Mr. Pingree believes that change – a key element in the study budget. Last year, 55% of respondents reported that their budgets will remain the same next year, but this year only 30% confirmed this.
In addition, 33% of respondents expect an increase in their budgets, 22% of them expect to increase IT-budget by 5% or more, compared with 20% last year, that is, there is a slight increase in overall spending on security. Despite this fact, 15% of those surveyed last year said they expected to reduce IT-budget last year of similar stated only 9%.
This year, the Cost of IT-security, hoping to increase budgets, expect even more significant growth in budgets, compared with last year. Last year it was expected that 6% of the total IT-appropriation will be discussed is on information security.
The study this year showed that the allocation of funds averaged 10.5%, and, accordingly, has more than 4%. This shows that on average 10 cents of every dollar allocated IT-gone on information security.
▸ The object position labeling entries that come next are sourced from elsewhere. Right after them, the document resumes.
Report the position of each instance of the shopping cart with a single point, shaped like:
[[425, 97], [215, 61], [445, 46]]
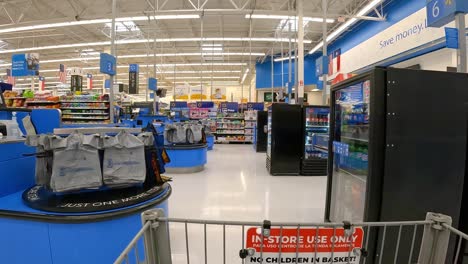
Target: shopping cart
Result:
[[165, 240]]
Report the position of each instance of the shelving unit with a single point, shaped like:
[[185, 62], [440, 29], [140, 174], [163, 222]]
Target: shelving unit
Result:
[[83, 110], [230, 128]]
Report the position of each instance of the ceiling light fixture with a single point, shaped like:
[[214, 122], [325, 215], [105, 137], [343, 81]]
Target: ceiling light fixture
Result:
[[96, 21], [347, 24], [285, 58], [136, 41], [306, 19]]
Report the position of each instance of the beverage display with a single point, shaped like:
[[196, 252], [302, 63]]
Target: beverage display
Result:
[[350, 152], [316, 131]]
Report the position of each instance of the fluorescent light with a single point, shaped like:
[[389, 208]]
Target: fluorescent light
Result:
[[124, 26], [200, 77], [212, 48], [285, 58], [245, 76], [212, 45], [308, 19], [135, 41], [96, 21], [347, 24]]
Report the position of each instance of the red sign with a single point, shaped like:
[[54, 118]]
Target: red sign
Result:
[[311, 243]]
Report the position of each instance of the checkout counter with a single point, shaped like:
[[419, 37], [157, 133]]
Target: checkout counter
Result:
[[40, 227]]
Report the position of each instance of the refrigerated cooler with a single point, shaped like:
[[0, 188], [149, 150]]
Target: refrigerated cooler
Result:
[[284, 139], [259, 132], [398, 139], [315, 145]]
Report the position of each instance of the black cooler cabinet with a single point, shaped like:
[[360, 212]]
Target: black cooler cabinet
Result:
[[284, 139], [398, 141], [260, 135], [315, 145]]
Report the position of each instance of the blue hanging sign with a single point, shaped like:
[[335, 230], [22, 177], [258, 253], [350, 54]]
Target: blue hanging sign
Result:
[[451, 38], [178, 105], [321, 66], [152, 84], [25, 64], [255, 106], [133, 68], [205, 104], [107, 84], [441, 12], [108, 64]]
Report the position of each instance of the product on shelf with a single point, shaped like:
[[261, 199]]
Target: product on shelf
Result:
[[85, 109], [14, 99]]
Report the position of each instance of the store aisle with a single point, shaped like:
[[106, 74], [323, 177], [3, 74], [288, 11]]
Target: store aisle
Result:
[[236, 186]]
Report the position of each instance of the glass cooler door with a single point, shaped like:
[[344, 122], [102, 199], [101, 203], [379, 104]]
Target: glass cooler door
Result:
[[350, 153], [316, 133]]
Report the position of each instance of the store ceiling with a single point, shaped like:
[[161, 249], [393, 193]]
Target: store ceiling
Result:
[[220, 19]]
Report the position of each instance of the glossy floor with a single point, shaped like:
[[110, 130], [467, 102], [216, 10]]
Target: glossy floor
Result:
[[235, 186]]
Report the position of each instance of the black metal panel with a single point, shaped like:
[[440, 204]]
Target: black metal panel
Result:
[[426, 148], [261, 140], [286, 141]]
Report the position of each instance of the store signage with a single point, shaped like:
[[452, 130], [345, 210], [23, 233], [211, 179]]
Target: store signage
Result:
[[306, 245], [219, 94], [230, 107], [133, 79], [255, 106], [39, 197], [89, 81], [76, 83], [108, 64], [107, 83], [341, 148], [75, 71], [152, 84], [451, 38], [178, 105], [205, 104], [321, 66], [441, 12], [25, 64], [133, 68]]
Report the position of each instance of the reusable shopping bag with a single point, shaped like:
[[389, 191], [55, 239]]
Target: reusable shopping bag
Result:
[[76, 164], [124, 160], [44, 158]]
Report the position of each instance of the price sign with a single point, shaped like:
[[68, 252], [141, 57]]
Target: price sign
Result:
[[108, 64]]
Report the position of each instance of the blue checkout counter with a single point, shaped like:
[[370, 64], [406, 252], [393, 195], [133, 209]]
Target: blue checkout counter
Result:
[[210, 139], [186, 158], [38, 236]]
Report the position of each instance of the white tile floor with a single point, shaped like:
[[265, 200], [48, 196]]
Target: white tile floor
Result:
[[235, 185]]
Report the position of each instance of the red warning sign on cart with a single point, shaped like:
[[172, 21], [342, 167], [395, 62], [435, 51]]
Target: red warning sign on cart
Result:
[[311, 245]]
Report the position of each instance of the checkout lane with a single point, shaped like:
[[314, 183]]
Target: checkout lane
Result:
[[67, 237]]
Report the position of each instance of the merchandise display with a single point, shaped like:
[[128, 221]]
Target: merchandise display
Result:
[[230, 127], [382, 145], [250, 118], [284, 145], [260, 132], [316, 133], [85, 109], [348, 115]]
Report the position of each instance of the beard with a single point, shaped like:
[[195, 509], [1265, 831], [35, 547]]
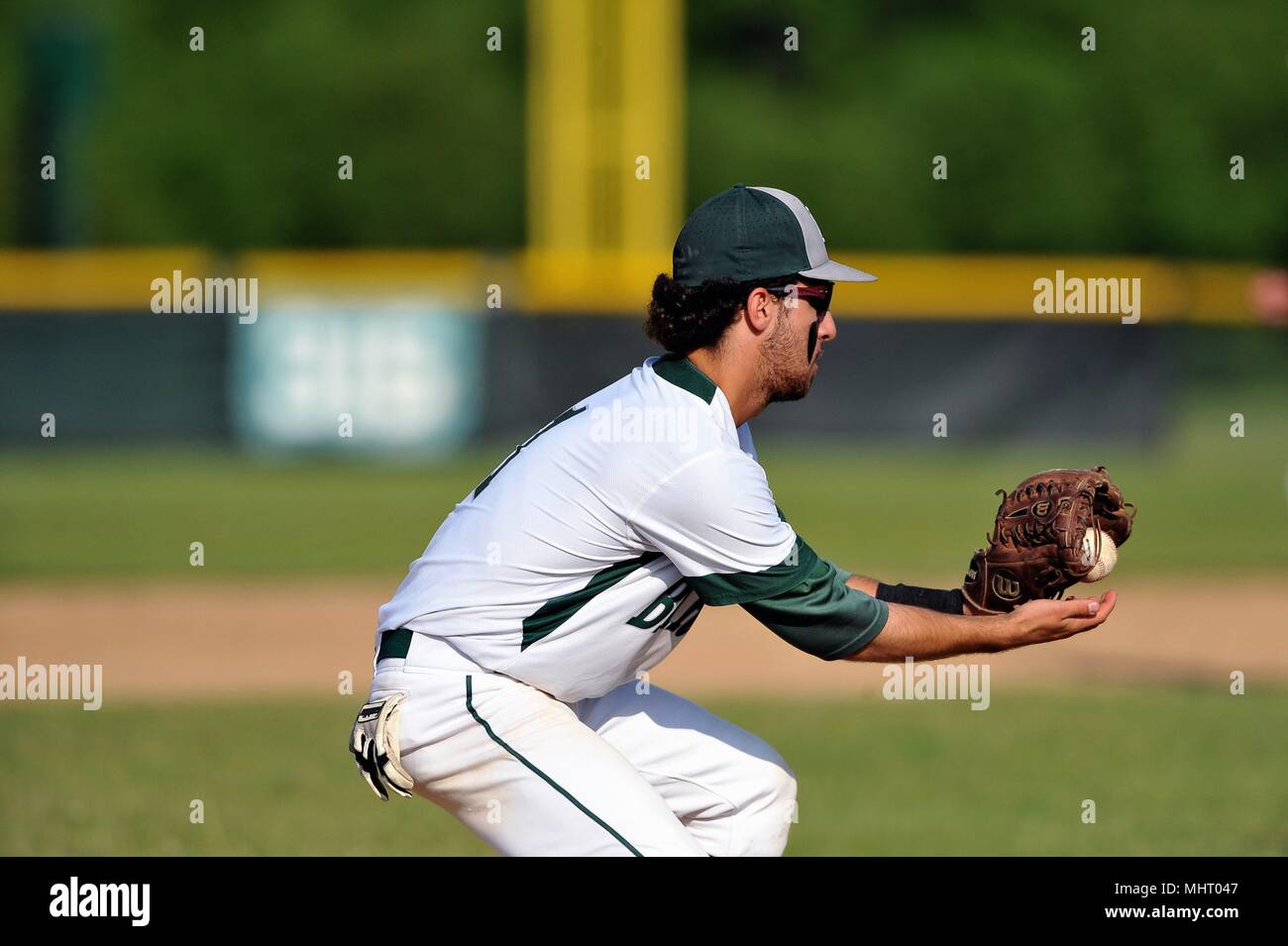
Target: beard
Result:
[[787, 367]]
As Gartner found that the bulk of the funds was spent on staff, as in the previous year, but this year this cost item was reduced from 35 to 32%. Consulting and outsourcing services also decreased compared to last year, consulting declined significantly from 14% last year to 11% in the present, and outsourcing, respectively, from 18 to 11%.
Increased budgets affected and the cost of equipment, software, hardware costs have increased from 18% last year to 22% this year but the cost of the software – from 20 to 22%, as organizations continue to work on the deployment of products to meet demand at a high level of safety associated with the recent leak of information from the press and large companies.
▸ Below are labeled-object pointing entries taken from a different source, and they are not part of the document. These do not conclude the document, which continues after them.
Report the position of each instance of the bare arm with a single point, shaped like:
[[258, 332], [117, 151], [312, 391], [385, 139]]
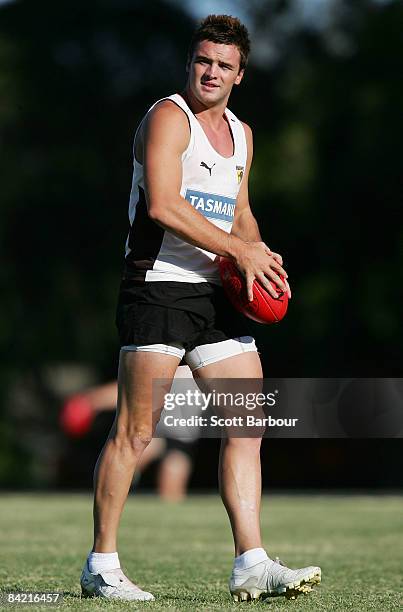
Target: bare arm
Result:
[[165, 138], [245, 225]]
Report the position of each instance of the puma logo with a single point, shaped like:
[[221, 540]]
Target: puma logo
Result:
[[204, 165]]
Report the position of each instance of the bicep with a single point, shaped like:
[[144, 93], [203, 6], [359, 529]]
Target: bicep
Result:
[[166, 136], [242, 201]]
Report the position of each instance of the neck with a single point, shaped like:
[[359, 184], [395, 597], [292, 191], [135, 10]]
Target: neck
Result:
[[212, 115]]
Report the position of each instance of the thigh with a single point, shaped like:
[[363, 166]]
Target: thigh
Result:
[[220, 377], [219, 361], [140, 399]]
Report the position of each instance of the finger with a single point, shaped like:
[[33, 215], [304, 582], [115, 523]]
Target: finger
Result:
[[249, 287], [277, 257], [268, 286], [274, 266]]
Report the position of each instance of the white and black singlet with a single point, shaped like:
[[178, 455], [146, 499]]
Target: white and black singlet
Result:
[[171, 290]]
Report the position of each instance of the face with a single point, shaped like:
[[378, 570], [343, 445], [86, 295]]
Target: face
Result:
[[213, 71]]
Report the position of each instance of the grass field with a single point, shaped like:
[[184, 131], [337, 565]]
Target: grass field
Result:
[[182, 553]]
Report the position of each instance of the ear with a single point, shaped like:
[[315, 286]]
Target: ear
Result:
[[239, 76], [188, 61]]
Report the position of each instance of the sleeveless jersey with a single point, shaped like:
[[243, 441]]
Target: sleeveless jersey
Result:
[[210, 183]]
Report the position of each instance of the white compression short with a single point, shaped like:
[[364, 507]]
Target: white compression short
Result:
[[202, 355]]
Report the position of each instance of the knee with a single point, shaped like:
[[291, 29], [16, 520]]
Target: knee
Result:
[[134, 440], [246, 445]]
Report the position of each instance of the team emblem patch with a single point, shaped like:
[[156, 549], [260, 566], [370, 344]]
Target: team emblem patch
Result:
[[239, 173]]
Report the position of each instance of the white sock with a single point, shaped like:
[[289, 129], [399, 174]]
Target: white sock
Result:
[[102, 562], [250, 558]]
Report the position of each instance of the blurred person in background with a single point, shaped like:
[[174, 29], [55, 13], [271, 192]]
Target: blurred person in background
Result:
[[174, 452], [187, 149]]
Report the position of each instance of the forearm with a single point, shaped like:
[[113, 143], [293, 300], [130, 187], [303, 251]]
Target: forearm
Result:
[[246, 228], [181, 219]]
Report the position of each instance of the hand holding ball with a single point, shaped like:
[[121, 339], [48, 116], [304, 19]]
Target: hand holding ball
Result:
[[264, 308]]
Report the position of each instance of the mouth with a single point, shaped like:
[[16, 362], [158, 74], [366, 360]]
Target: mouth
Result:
[[209, 86]]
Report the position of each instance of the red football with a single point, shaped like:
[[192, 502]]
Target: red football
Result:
[[264, 308], [77, 416]]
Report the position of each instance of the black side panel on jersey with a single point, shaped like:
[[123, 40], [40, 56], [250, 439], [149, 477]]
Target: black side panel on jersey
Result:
[[145, 239]]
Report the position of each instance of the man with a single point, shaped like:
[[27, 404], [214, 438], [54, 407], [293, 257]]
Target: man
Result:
[[189, 204]]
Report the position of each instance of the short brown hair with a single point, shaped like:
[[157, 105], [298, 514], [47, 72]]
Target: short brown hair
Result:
[[226, 30]]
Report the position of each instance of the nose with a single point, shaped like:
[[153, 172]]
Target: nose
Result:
[[211, 71]]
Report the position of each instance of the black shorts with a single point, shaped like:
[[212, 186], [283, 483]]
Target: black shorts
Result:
[[168, 311]]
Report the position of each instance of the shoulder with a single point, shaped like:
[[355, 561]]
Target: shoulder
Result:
[[167, 124], [248, 131], [167, 111], [248, 136]]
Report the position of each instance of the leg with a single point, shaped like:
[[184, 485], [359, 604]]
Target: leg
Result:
[[129, 436], [254, 574], [239, 467]]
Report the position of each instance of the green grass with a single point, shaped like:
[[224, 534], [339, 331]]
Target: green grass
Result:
[[182, 553]]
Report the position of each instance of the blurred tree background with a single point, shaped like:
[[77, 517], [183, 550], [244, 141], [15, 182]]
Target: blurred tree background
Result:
[[324, 98]]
Mr. Pingree believes that the company plans to reduce its expenditures on information security through new technologies, their development of this year, using an improved integration of primary, or by reducing the current external consulting. They are likely to do this by increasing the degree of automation of many security products and work hard to make internal work processes to ensure the safety of more efficient, reducing the demand for universal human resources, or reduce the cost of consulting.
Asked about the most important projects of information security in 2011, respondents most often mentioned on data loss prevention (DLP), along with user provisioning and event marketing, who came in second place, third place were the Security Information and Event Management (SIEM). Intrusion detection, network access control, application security and IT-management tools for Governance, Risk and Compliance Management (GRCM) also rank high in the rankings.
“This new focus on preventing data loss is critical when considering the dynamic nature of cloud environments and trends for virtualisation application workloads,” – said Mr. Pingree. “This will be particularly important to support the adaptation of different types of business policies to control various types of data, as well as different types of data movement in the appropriate application workloads.”